Thursday, 11 April 2013

Composting at work

There are lots of ways to make a little difference every day towards reducing the amount of material that goes to land fill. We all do our bit by composting and recycling at home, but why stop there? Several years ago I decided to extend our recycling and composting activities to my work place. 
 
I started in the office kitchens by putting a large, clearly labeled, container with a lid in each kitchen to collect fruit and vegetable scraps, coffee grounds from the coffee machines, tea bags etc.




 

By the end of each day these containers are pretty full. I empty them into a single, large  container, put the lid on and take it home to add to our compost bins. In this way we collect between 10-16 litres of compostable material per day, 5 days a week....which adds up to well over a tonne each year.

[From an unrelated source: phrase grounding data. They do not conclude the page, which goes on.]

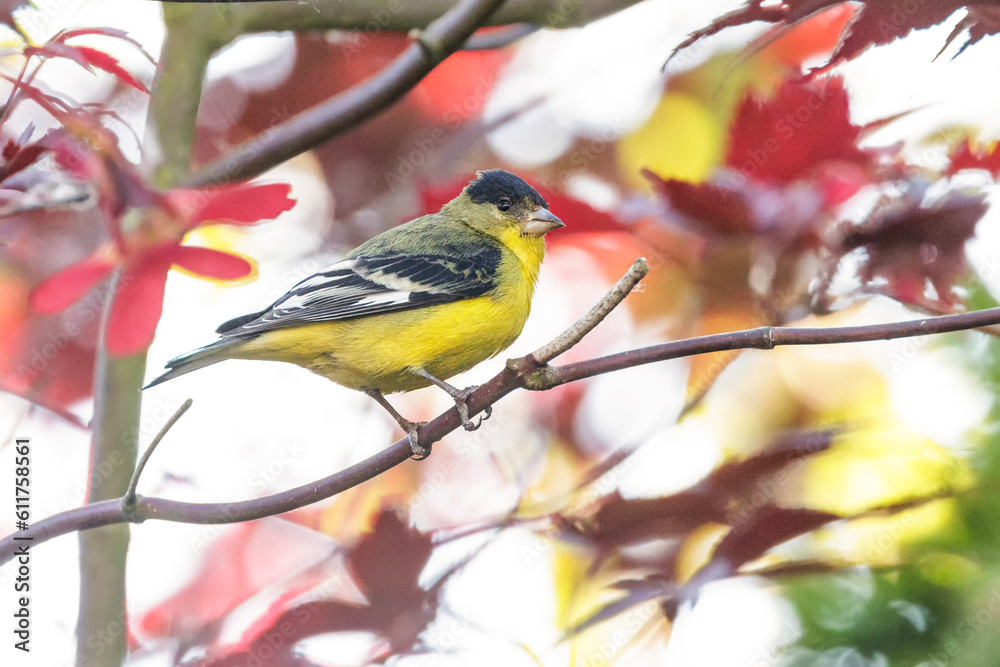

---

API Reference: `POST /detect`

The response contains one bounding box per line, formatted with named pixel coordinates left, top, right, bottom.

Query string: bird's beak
left=521, top=208, right=565, bottom=237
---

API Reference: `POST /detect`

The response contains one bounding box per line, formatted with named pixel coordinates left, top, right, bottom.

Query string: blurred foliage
left=781, top=316, right=1000, bottom=666
left=6, top=0, right=1000, bottom=666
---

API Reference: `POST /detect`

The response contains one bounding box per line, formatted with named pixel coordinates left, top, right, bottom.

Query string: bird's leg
left=412, top=369, right=492, bottom=432
left=363, top=389, right=429, bottom=460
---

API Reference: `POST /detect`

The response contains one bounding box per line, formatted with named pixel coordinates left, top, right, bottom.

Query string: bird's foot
left=364, top=388, right=431, bottom=460
left=451, top=385, right=492, bottom=432
left=410, top=370, right=494, bottom=432
left=405, top=420, right=431, bottom=460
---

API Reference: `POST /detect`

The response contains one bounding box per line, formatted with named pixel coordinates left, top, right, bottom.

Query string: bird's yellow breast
left=233, top=236, right=544, bottom=394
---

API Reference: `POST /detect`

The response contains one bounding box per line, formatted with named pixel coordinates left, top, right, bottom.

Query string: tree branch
left=465, top=23, right=539, bottom=49
left=184, top=0, right=508, bottom=187
left=122, top=398, right=193, bottom=511
left=6, top=260, right=1000, bottom=565
left=531, top=257, right=648, bottom=364
left=546, top=306, right=1000, bottom=387
left=161, top=0, right=643, bottom=35
left=76, top=269, right=146, bottom=667
left=149, top=4, right=234, bottom=187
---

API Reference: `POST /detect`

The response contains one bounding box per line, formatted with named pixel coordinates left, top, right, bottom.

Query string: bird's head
left=449, top=169, right=565, bottom=240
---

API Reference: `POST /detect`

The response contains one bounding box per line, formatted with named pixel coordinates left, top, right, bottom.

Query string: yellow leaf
left=619, top=93, right=723, bottom=189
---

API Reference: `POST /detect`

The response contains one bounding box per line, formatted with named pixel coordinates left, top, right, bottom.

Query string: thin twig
left=547, top=306, right=1000, bottom=387
left=532, top=257, right=648, bottom=364
left=152, top=0, right=642, bottom=33
left=184, top=0, right=507, bottom=187
left=7, top=269, right=1000, bottom=564
left=122, top=398, right=193, bottom=511
left=465, top=23, right=539, bottom=49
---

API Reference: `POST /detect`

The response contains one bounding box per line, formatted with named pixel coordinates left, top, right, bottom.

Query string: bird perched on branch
left=145, top=170, right=564, bottom=458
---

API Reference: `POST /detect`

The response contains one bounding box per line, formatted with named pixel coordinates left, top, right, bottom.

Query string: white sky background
left=0, top=0, right=997, bottom=666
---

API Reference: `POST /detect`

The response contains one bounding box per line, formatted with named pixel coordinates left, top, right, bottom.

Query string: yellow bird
left=145, top=170, right=565, bottom=457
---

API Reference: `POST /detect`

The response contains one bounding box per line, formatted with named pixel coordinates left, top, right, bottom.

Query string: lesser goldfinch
left=146, top=170, right=564, bottom=457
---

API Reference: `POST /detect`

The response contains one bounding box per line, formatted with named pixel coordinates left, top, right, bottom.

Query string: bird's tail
left=143, top=338, right=246, bottom=389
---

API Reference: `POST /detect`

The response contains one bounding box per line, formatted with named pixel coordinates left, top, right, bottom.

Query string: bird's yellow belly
left=235, top=294, right=530, bottom=393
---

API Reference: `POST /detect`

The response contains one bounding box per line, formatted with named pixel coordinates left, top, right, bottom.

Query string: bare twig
left=531, top=257, right=648, bottom=364
left=546, top=306, right=1000, bottom=387
left=7, top=261, right=1000, bottom=565
left=122, top=398, right=193, bottom=511
left=164, top=0, right=643, bottom=34
left=465, top=23, right=540, bottom=49
left=184, top=0, right=507, bottom=186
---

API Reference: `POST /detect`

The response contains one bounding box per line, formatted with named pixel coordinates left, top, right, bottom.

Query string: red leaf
left=346, top=509, right=432, bottom=608
left=954, top=6, right=1000, bottom=58
left=946, top=140, right=1000, bottom=178
left=815, top=161, right=872, bottom=207
left=565, top=490, right=727, bottom=546
left=1, top=75, right=72, bottom=118
left=23, top=42, right=148, bottom=92
left=644, top=170, right=755, bottom=235
left=203, top=601, right=376, bottom=667
left=137, top=522, right=334, bottom=642
left=30, top=258, right=114, bottom=314
left=834, top=190, right=986, bottom=308
left=668, top=0, right=789, bottom=63
left=3, top=341, right=98, bottom=417
left=23, top=42, right=91, bottom=69
left=764, top=5, right=856, bottom=66
left=172, top=246, right=254, bottom=281
left=827, top=0, right=968, bottom=70
left=412, top=48, right=510, bottom=122
left=725, top=76, right=869, bottom=184
left=539, top=189, right=627, bottom=236
left=1, top=139, right=17, bottom=163
left=104, top=245, right=177, bottom=356
left=706, top=429, right=836, bottom=499
left=73, top=45, right=148, bottom=92
left=0, top=140, right=46, bottom=182
left=55, top=27, right=156, bottom=64
left=711, top=505, right=838, bottom=569
left=671, top=1, right=988, bottom=72
left=173, top=182, right=295, bottom=228
left=44, top=129, right=100, bottom=179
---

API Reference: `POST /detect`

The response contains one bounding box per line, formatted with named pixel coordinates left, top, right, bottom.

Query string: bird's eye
left=497, top=199, right=511, bottom=212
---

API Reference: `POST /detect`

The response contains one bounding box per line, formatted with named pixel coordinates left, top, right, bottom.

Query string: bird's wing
left=216, top=248, right=501, bottom=337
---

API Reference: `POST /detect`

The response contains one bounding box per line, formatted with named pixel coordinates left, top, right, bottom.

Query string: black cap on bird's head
left=467, top=169, right=547, bottom=208
left=463, top=169, right=564, bottom=238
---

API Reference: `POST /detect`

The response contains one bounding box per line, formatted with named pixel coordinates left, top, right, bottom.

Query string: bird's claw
left=454, top=386, right=492, bottom=432
left=406, top=421, right=430, bottom=460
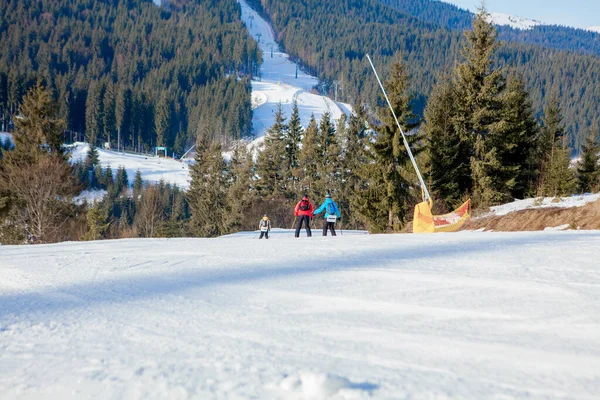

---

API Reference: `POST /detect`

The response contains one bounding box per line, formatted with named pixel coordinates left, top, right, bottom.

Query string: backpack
left=260, top=219, right=268, bottom=227
left=327, top=202, right=336, bottom=215
left=299, top=199, right=310, bottom=211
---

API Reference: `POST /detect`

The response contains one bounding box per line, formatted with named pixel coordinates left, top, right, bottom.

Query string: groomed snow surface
left=2, top=230, right=600, bottom=399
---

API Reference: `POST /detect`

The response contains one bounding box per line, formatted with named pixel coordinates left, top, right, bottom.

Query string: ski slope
left=70, top=142, right=191, bottom=189
left=2, top=231, right=600, bottom=399
left=238, top=0, right=352, bottom=139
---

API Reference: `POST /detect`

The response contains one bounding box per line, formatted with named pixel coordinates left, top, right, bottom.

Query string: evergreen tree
left=103, top=82, right=116, bottom=148
left=83, top=202, right=110, bottom=241
left=356, top=57, right=419, bottom=232
left=85, top=79, right=104, bottom=146
left=576, top=127, right=600, bottom=193
left=298, top=114, right=320, bottom=197
left=0, top=84, right=78, bottom=243
left=317, top=112, right=340, bottom=197
left=338, top=106, right=369, bottom=228
left=226, top=144, right=255, bottom=231
left=497, top=74, right=540, bottom=199
left=188, top=138, right=229, bottom=237
left=538, top=100, right=576, bottom=197
left=453, top=6, right=505, bottom=204
left=133, top=169, right=143, bottom=199
left=423, top=78, right=463, bottom=210
left=285, top=101, right=303, bottom=191
left=115, top=166, right=129, bottom=194
left=255, top=103, right=287, bottom=198
left=154, top=91, right=172, bottom=147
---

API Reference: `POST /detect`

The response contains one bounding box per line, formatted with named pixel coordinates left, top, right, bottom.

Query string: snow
left=238, top=0, right=352, bottom=139
left=2, top=230, right=600, bottom=398
left=0, top=131, right=13, bottom=145
left=484, top=193, right=600, bottom=217
left=73, top=189, right=108, bottom=205
left=70, top=142, right=191, bottom=189
left=487, top=12, right=542, bottom=30
left=588, top=26, right=600, bottom=34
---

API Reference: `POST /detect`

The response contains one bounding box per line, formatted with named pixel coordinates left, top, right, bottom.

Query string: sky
left=442, top=0, right=600, bottom=29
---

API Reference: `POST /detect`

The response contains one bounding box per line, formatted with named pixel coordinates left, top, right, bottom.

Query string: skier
left=314, top=192, right=341, bottom=236
left=294, top=194, right=314, bottom=237
left=258, top=214, right=271, bottom=239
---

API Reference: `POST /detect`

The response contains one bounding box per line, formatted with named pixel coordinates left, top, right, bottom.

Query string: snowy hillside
left=70, top=142, right=191, bottom=189
left=589, top=26, right=600, bottom=34
left=1, top=231, right=600, bottom=398
left=238, top=0, right=351, bottom=138
left=487, top=12, right=542, bottom=30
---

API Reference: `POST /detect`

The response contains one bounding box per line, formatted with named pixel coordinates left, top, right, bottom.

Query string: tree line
left=0, top=0, right=260, bottom=153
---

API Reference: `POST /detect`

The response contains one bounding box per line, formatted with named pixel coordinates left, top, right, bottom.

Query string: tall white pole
left=366, top=54, right=430, bottom=202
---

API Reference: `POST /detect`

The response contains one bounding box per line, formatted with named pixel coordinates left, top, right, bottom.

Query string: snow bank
left=485, top=193, right=600, bottom=217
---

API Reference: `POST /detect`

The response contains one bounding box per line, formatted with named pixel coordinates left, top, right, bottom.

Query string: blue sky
left=443, top=0, right=600, bottom=29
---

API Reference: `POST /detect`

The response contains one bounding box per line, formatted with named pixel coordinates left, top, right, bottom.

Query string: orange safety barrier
left=413, top=199, right=471, bottom=233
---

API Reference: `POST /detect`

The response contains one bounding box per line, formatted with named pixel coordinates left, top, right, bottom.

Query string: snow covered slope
left=2, top=231, right=600, bottom=399
left=588, top=26, right=600, bottom=34
left=238, top=0, right=351, bottom=138
left=0, top=132, right=13, bottom=145
left=70, top=142, right=191, bottom=189
left=487, top=12, right=542, bottom=30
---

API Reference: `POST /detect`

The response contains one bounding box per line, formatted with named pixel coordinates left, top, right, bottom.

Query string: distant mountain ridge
left=378, top=0, right=600, bottom=58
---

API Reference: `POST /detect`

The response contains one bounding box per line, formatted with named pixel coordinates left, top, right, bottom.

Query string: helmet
left=302, top=194, right=309, bottom=199
left=325, top=192, right=331, bottom=198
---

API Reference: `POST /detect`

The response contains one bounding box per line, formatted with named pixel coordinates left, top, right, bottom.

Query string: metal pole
left=365, top=54, right=431, bottom=202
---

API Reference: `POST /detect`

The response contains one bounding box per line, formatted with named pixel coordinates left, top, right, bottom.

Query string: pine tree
left=154, top=91, right=171, bottom=147
left=133, top=169, right=143, bottom=199
left=285, top=101, right=303, bottom=192
left=0, top=84, right=78, bottom=243
left=103, top=82, right=116, bottom=148
left=226, top=144, right=255, bottom=231
left=83, top=202, right=110, bottom=240
left=423, top=78, right=463, bottom=210
left=188, top=138, right=229, bottom=237
left=497, top=74, right=540, bottom=199
left=255, top=103, right=287, bottom=198
left=317, top=112, right=340, bottom=197
left=453, top=6, right=505, bottom=204
left=356, top=57, right=419, bottom=232
left=576, top=127, right=600, bottom=193
left=115, top=166, right=129, bottom=194
left=85, top=79, right=104, bottom=146
left=538, top=99, right=576, bottom=197
left=298, top=114, right=320, bottom=197
left=338, top=106, right=369, bottom=228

The kitchen waste becomes lovely compost which we use in our fruit and vegetable garden. This is just one practical way that we as individuals can help fight climate change - instead of letting things go to land fill to release carbon into the atmosphere, we can sequester that carbon and use it to make our gardens more productive.  
                                
But why stop at kitchen waste? There are plenty of other things that can be recycled from our workplaces. The shredded paper from the office shredding machines is now put to good use as bedding material for friends’ chooks, or used as layers in making compost.  When the office got re-carpeted, did the carpet off-cuts get thrown away?  No way. They went straight home to be used in our no-dig garden where they worked a treat.
 
Given that my workplace is trying to be more ‘green’, my recycling efforts are encouraged. I'm even considering expanding 'operation compost' - the limiting factor being how much I can carry home each day on public transport. The point is we can all make a difference. At first it might not seem like much, but individual efforts really do add up. Plus you find that people become curious about what you do with the compost. This generally leads to discussions about composting, organic gardening and sustainability.  So it’s a good way of raising public awareness too.


You might find that similar opportunities exist at your workplace - all you have to do is ask!